You can directly configure remote sampling policies in the Tracing Analysis console without the need to modify the code.

Background information

Sampling refers to the process in which partial data is sampled from all the collected trace data for analysis. Jaeger makes sampling decisions to sample data or not. Jaeger can implement sampling in the following stages:

  • Before a visit: Jaeger can implement sampling before a user visits a service.
  • After a visit: Jaeger can implement sampling after a user visits a service or while a user is visiting a service.

Sampling process

In this example, the following call process is used: A > B > C. In this process, Service A calls Service B and Service B calls Service C. Service A is the head node of the process. If Service A receives a request that contains no trace data, the Jaeger tracer starts a new trace.

  1. The Jaeger tracer creates a random trace ID for Service A, Service B, and Service C. Then, Jaeger makes a sampling decision based on the current sampling policy.
  2. The sampling decision is sent to Service B and Service C along with the request. The two services then make no sampling decision but accept the sampling decision of the head node Service A.

This way, all the spans are recorded at the backend. If each service makes its own sampling decision, you may have difficulty in obtaining complete trace data for service calls at the backend.

Note Only the sampling policy of the head node takes effect. Assume that you have configured sampling policies for Service A, Service B, and Service C:
  • If the service call is in the sequence of A > B > C, only the sampling policy of Service A takes effect.
  • If the service call is in the sequence of B > C > A, only the sampling policy of Service B takes effect.

Configure the client

When you create a Tracer object, you must set the sampling type to remote and set the endpoint that is used for sampling to the sampling endpoint of Tracing Analysis. For more information, see Use Jaeger to report Java application data.

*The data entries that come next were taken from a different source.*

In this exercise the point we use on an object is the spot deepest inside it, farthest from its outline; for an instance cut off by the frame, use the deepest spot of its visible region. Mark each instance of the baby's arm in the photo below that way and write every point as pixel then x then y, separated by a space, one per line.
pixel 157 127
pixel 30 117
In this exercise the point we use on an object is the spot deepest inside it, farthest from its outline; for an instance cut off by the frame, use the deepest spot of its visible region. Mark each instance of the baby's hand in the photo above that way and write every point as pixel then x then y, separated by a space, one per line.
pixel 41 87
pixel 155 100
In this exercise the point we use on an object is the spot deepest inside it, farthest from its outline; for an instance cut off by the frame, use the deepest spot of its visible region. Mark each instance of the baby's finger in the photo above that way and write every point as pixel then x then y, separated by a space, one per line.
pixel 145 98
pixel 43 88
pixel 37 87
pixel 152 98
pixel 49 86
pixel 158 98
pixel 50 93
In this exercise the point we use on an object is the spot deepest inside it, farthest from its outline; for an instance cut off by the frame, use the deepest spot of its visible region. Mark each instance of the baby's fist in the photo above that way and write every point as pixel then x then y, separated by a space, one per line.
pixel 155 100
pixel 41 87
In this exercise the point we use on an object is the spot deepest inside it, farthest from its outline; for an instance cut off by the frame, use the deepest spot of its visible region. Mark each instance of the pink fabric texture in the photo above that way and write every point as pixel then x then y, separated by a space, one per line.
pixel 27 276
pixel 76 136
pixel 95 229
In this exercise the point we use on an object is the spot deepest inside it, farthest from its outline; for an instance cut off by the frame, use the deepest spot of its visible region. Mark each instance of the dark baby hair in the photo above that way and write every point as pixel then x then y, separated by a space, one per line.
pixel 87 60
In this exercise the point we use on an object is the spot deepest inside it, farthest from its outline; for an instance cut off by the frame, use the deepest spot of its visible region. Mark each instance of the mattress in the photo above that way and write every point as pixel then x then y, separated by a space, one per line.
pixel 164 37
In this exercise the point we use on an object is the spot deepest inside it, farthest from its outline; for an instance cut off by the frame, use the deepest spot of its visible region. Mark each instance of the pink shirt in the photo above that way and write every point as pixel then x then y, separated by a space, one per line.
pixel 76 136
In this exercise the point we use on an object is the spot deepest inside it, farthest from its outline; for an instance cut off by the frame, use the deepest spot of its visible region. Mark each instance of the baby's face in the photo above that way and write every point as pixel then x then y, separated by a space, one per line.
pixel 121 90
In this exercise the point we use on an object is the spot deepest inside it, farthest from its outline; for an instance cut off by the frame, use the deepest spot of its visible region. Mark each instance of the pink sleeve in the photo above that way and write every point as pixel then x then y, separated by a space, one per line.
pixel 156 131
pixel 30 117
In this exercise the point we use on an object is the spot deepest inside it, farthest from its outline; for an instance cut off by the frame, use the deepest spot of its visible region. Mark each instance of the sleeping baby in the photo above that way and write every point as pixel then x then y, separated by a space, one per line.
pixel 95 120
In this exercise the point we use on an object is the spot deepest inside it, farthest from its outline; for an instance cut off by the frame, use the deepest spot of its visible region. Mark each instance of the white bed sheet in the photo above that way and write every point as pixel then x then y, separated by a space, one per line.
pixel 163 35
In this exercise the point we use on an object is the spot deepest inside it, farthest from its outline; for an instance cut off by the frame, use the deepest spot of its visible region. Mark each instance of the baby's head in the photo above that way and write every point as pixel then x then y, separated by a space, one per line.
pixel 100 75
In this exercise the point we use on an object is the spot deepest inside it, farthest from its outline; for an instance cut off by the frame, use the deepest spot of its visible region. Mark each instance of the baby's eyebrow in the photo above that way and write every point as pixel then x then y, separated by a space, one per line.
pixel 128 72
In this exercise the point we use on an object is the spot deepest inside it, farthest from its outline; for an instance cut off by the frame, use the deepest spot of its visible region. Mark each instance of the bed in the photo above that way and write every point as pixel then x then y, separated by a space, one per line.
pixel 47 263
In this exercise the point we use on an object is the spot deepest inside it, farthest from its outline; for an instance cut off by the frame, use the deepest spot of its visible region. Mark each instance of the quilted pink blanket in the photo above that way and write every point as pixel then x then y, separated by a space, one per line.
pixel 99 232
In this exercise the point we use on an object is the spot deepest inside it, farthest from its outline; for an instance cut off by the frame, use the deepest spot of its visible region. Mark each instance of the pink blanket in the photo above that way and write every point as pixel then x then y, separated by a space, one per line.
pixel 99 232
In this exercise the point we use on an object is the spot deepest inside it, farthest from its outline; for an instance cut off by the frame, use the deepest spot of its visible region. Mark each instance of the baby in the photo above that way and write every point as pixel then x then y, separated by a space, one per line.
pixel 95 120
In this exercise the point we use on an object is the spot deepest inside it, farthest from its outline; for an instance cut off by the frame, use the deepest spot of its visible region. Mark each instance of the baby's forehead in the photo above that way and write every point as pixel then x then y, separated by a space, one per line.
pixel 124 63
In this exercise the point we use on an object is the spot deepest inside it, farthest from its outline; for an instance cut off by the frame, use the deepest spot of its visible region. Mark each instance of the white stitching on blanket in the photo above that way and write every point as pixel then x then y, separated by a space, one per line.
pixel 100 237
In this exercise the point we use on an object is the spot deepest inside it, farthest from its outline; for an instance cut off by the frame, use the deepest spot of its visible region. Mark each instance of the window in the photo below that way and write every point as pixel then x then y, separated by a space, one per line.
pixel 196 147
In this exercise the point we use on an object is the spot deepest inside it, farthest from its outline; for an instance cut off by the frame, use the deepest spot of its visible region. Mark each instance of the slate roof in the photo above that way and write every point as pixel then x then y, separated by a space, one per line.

You can obtain the sampling endpoint of Tracing Analysis by modifying the endpoint that is obtained from the console:

  • Replace /api/traces with /api/sampling.
  • Omit http://.
For example, the original endpoint is:
http://tracing-analysis-dc-hz.aliyuncs.com/adapt_******_******/api/traces
The sampling endpoint is:
tracing-analysis-dc-hz.aliyuncs.com/adapt_******_******/api/sampling

Sample code:

 io.jaegertracing.Configuration config = new io.jaegertracing.Configuration("your application name");
config.withSampler(new Configuration.SamplerConfiguration().withType("remote")
.withManagerHostPort("tracing-analysis-dc-hz.aliyuncs.com/adapt_ao123458@abcdefg_ao123458@fghijklm/api/sampling")
.withParam(0.1));
Note If you configured remote sampling policies on the client but have not configured sampling policies on the server, the system samples data at the fixed sampling proportion of 0.001 (0.1%).

Configure the server

You must configure the client before you can configure sampling policies on the server. Your configuration on the server takes effect on all the Jaeger clients where remote sampling policies are configured.

Procedure

  1. Log on to the Tracing Analysis console.
  2. In the left-side navigation pane, click Cluster Configurations. On the Cluster Configurations page, click the Sampling upload tab.
Sampling policy levels
  • default_strategy: the default sampling policy, which is required. The default sampling policy includes the shared per-operation policies that apply to all the services that are excluded from the configuration and have no sampling policies at the service or span level.
  • service_strategies: the sampling policies at the service level. This policy level is optional.
  • operation_strategies: the sampling policies at the span level. This policy level is optional.
Sampling policy types
  • Sampling by proportion: applies to the default_strategy, service_strategies, and operation_strategies levels.
  • Sampling by speed: applies to the default_strategy and service_strategies levels.

Example:

{
  "service_strategies": [
    {
      "service": "foo",
      "type": "probabilistic",
      "param": 0.8,
      "operation_strategies": [
        {
          "operation": "op1",
          "type": "probabilistic",
          "param": 0.2
        },
        {
          "operation": "op2",
          "type": "probabilistic",
          "param": 0.4
        }
      ]
    },
    {
      "service": "bar",
      "type": "ratelimiting",
      "param": 5
    }
  ],
  "default_strategy": {
    "type": "probabilistic",
    "param": 0.5,
    "operation_strategies": [
      {
        "operation": "/health",
        "type": "probabilistic",
        "param": 0.0
      },
      {
        "operation": "/metrics",
        "type": "probabilistic",
        "param": 0.0
      }
    ]
  }
}
In the example:
  • Data of the foo service is sampled at a sampling proportion of 0.8. However, data of the op1 span is sampled at a sampling proportion of 0.2 and data of the op2 span is sampled at a sampling proportion of 0.4.
  • Data of all the spans of the bar service is sampled at the speed of five traces per second.
  • Data of other services is sampled at a sampling proportion of 0.5, as specified by the default_strategy level.
In addition, in this example, the sampling proportion 0 is used to disable the tracing of the /health and /metrics spans for all services.